Rising sea surface temperatures and ocean acidification (OA) may threaten the ability of calcified organisms to build carbonate reefs, but it is unclear if particular reefs have the capacity to tolerate global change. Current understanding of the effects of OA on coral reefs originates from single-species laboratory studies largely focused on scleractinian corals. Traditionally, these experiments attempt to mimic static future conditions under the assumption that coastal regimes are as constant as -- and will acidify at the same rate as -- open ocean surface waters. Predictions based on these oversimplified scenarios are unrealistic because numerous benthic organisms, including calcifiers and primary producers, significantly alter the bulk seawater carbonate chemistry over a diurnal cycle.
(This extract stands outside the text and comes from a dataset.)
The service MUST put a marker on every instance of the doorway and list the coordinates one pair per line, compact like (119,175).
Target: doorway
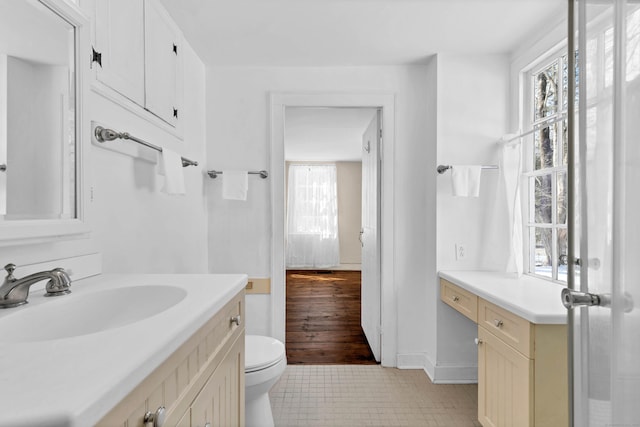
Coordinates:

Further, the prevalence of recently appreciated extreme diel fluctuations in pH across some reefs suggests that benthic species may be acclimated to future carbonate conditions.
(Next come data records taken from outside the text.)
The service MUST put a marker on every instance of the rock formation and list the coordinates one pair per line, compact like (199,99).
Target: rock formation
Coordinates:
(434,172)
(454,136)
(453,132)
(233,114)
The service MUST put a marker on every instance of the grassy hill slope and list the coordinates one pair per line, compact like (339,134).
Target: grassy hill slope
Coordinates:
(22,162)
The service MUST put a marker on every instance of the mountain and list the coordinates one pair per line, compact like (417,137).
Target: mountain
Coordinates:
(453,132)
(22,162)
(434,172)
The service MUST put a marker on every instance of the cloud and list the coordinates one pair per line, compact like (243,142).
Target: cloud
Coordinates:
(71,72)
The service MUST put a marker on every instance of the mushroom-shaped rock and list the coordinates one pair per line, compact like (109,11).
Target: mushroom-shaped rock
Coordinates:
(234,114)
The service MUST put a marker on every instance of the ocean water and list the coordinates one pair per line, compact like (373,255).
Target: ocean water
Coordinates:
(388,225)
To look for potential OA refugia on reefs, a research team from the Scripps Institute of Oceanography (University of California at San Diego) and the Lamont Dougherty Earth Observatory (Columbia University) will undertake a unique mechanistic study on Palmyra Atoll, a remote uninhabited island in the central Pacific that lacks degradation from local human influence. They will explore the strengths and controls of biogeochemical feedbacks from coral reef benthic community assemblages to the seawater chemistry above and experimentally determine how this natural fluctuation affects physiological responses of key taxa to OA. Specifically they will: (1) tightly integrate a novel benthic flux technique in situ that allows continuous, high-temporal resolution measurements of net ecosystem metabolic rates (production and calcification) with an ongoing high spatial resolution benthic community dynamics study to quantify feedbacks of known species assemblages to observed natural spatiotemporal variability in seawater carbonate chemistry; and (2) use small scale common garden CO2 enrichment experiments and productivity/respiration assays in the lab paired with reciprocal transplant experiments in situ to empirically quantify the effects of elevated and/or fluctuating pCO2 on growth, calcification and photophysiology of common framework building organisms and their benthic competitors. This should allow them to examine the coupled interactions between OA and diverse benthic coral reef organisms in their natural environment in the absence of other confounding human impacts.
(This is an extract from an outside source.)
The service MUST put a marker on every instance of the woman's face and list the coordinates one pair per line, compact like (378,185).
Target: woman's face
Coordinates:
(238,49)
BROADER IMPACTS. Ocean acidification is expected to affect a number of ecosystem goods and services that human societies have come to depend on. Specifically, the physical protection that coral reefs provide from coastal erosion will be reduced, potentially exacerbating the effects of sea level rise, and the effects of OA on fisheries and tourism are yet to be determined. One central goal is to work with local communities and organizations to better educate the public about how OA will affect people, societies and the natural resources they use and to give individuals tools that can allow them to be part of the solution. To that end, the research team has established strong partnerships with a local non-profit public broadcasting service KPBS, San Diego to develop novel products for OA communication and education. Further, they will work with the Birch Aquarium at SIO to develop an exhibit that communicates the results of the project. Finally, the project will directly train interns, students and researchers and will promote diversity through a variety of outreach activities including public lectures, training of aquarium docents and the development of web-based educational materials.